LA QUETE DU BONHEUR
Il y a deux grandes quêtes du bonheur assez différentes : il y a la quête de sérénité c'est-à-dire l’absence de troubles, souffrir le moins possible, c’est la quête typiquement bouddhiste qui vise à diminuer les causes de la souffrance et le désir pour pâtir le moins possible, c’est aussi la quête des stoïciens et épicuriens appelée ataraxie.
Mais il y a une autre voie du bonheur qui ne cherche pas l’absence de troubles, qui ne cherche pas à moins souffrir ou à diminuer le désir mais qui vise plutôt à cultiver la joie pour traverser les épreuves et les peines de l’existence. Il s’agit donc de vivre pleinement ses désirs, ses attachements, son affectivité mais en même temps de dépasser nos problématiques avec la force et la puissance de cette énergie de la joie.
La différence entre joie et plaisir
Le philosophe Bergson nous dit : « le plaisir, c’est une ruse que la nature a inventer pour la survie de l’espèce », autrement dit, si on n’avait pas de plaisir à se nourrir, on oublierait de manger et on mourrait, si on n’avait pas de plaisir à faire l’amour, on ne se reproduirait plus. Tous les plaisirs à la base, c’est la satisfaction de besoins fondamentaux pour la survie,. Par contre, la Joie nous dit Bergson, ce n’est pas lié à la survie, c’est lié à l’accomplissement de la vie, c’est une victoire, c’est tendre vers notre élan vital le plus primordial, c’est parce que nous grandissons, c’est parce que nous atteignons quelque chose, c’est parce que nous nous sentons aimés profondément…
Cela rejoint l’Éthique de Spinoza : la joie est le passage d’une moindre à une plus grande perfection, c’est une augmentation de l’énergie vitale.
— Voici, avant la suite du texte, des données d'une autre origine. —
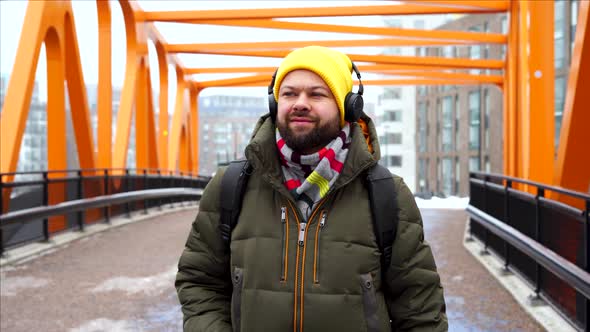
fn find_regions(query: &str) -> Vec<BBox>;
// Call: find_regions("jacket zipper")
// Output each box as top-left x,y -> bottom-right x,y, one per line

Chaque fois que nous sommes dans notre énergie propre, que nous sommes en phase avec la vie, il y a une joie qui produit cette augmentation de notre puissance de vie.
Il y a des joies qui conduisent à des tristesses, par exemple dans la vie amoureuse. Si nous fondons notre attirance amoureuse vers l’autre sur des images fantasmagoriques, ce sont des joies passives puisqu’il s’agit de projections. Cette joie est donc fondée sur une illusion et ne relève pas de la réalité et il y aura forcément une désillusion. Par contre la joie active se base sur des relations en phase avec la réalité, c’est à dire sur une connaissance vraie de l’autre, des expériences basées sur l’authenticité d’abord envers soi-même.
L’idée c’est donc de réorienter nos désirs vers des personnes et des situations qui nous font grandir et qui augmentent notre puissance de vie et notre joie. Cela me met-il en joie ? Pourrait-on se demander au sujet de nos relations et de nos diverses situations de vie. Nous pourrions également remettre en question nombre de nos choix, de nos décisions et de nos envies en appliquant ce questionnement.
Nous perdons progressivement notre joie de vivre, car nous nous protégeons de plus en plus, notre égo se construit, nous développons toute sortes de peurs, nous avons de plus en plus d’exigences qui ne sont plus remises en question, et tout cela nous coupe de notre estime, de notre créativité et de notre joie de vivre.
Le taôisme nous invite à accueillir la vie telle est et non telle qu’on voudrait qu’elle soit, à rester dans notre fluidité et simplicité afin de retrouver le lâcher prise. Le lâcher prise c’est retrouver sa souplesse de corps et d’esprit. Il vaut mieux être comme le roseau qui plie et qui s’adapte au mouvement imprévisible de la vie. La joie vient de cette flexibilité et adaptabilité.
Une des choses qui nous met le plus en joie c’est d’être nous-mêmes. Ce n’est pas si facile, car nous étouffons et bafouons notre sensibilité. Bien souvent nous avons été parasités, nous avons perdu la confiance et la foi en la vie. Être soi n’est pas égoïstement vivre tout ce qui nous passe par la tête, c’est être dans la profondeur de notre être.
Plus nous serons reconnectés à quelque chose d’essentiel, plus nous serons reliés aux autres de façon plus véritable. Nous retrouvons à nouveau cette notion de recherche de rester connectés à la réalité et de rechercher les situations et les personnes qui nous font surfer sur la vague de la Joie ancrée.